13. Finally, the power to dismiss an action for want of prosecution will ordinarily be exercised upon application by the respondent and consequently the respondent’s conduct is material in all respects. The respondent cannot obviously run away from his conduct.”
20. The cited authorities are sufficient on the applicable principles whenever the court is confronted with an application for dismissal of a case for want of prosecution. What therefore remains is the application of those principles to the instant application.
21. I have perused the Court file and find that the last time the matter was in Court was on 10th April, 2017. On that day, the then trial Judge gave directions for the filing of submissions and slated the matter for mention for further directions on 3rd July, 2017. Apparently the file was not placed before the Judge on 3rd July, 2017. Everything went quiet until 18th April, 2019 when counsel for the applicants fixed the matter for mention on 18th June, 2019. It again appears that the matter was not placed before a Judge on 18th June, 2019. About four days before the mention date of 18th June, 2019, the applicants filed the instant application.
22. Although it is incumbent upon parties to track their cases in courts and even in the offices of their advocates, sometimes mistakes happen. In the case at hand the advocate who was handling the petitioners’ case left employment and the firm of advocates representing the petitioners may have lost track of the petition. The mistake should not be visited upon the petitioners.

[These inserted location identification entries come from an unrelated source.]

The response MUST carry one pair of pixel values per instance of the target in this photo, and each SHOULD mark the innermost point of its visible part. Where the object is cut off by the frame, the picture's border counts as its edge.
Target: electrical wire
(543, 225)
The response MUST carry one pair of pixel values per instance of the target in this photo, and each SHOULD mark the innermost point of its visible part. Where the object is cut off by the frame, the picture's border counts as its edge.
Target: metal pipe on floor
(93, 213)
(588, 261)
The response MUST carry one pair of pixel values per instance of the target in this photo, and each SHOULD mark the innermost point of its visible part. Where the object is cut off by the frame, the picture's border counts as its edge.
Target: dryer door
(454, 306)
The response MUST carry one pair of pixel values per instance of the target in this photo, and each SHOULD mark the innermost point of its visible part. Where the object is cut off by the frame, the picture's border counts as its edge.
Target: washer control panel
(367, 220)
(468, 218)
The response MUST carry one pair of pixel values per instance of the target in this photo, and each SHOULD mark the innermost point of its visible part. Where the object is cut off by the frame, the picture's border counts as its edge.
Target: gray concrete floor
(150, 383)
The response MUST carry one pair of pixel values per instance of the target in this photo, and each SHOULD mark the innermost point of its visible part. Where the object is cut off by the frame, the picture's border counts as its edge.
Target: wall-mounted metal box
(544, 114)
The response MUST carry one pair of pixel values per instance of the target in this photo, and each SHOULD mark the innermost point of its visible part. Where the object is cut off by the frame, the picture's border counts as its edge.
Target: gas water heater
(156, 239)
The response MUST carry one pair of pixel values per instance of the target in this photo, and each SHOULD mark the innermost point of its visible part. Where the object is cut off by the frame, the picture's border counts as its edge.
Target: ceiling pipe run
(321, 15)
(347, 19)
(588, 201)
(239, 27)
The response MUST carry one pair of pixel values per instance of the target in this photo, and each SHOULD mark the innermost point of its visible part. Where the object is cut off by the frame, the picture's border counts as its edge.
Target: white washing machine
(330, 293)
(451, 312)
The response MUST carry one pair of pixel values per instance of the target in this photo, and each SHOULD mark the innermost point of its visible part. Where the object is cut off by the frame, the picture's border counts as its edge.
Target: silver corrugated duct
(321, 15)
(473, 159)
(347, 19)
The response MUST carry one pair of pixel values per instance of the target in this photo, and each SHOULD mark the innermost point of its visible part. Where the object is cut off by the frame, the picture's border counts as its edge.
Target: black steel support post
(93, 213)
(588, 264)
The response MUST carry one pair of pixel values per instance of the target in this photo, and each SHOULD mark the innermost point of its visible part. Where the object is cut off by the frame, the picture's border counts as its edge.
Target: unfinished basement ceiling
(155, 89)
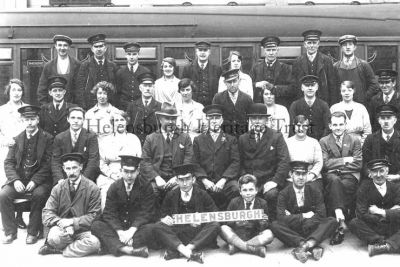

23. It would not be in the interests of justice to punish a party for mistakes that are not of his or her making. In the instant case, the fact that the matter was never placed before a Judge on the dates it was coming up for mention also contributed to the delay in the disposal of the mater.
24. The reason advanced that the petitioners’ law firm lost touch with the matter after the counsel who was handling the matter left employment of the firm is believable. Mistakes of advocates should not be visited upon the clients more so where it is clear that the advocate was not negligent.
25. It is also noted that the failure to prosecute this petition did not in any way prejudice the applicants. Their defences are on record and they will still have their day in Court.
26. In the circumstances of this case I find the application for the dismissal of the petition for want of prosecution is without merit. The same is therefore dismissed with an order that costs shall abide the outcome of the petition. What only needs to be done is for the petitioners to have the matter mentioned as soon as possible so that directions can be issued on the hearing of the petition.
Dated, signed and delivered virtually at Nairobi this 5th day of November, 2020.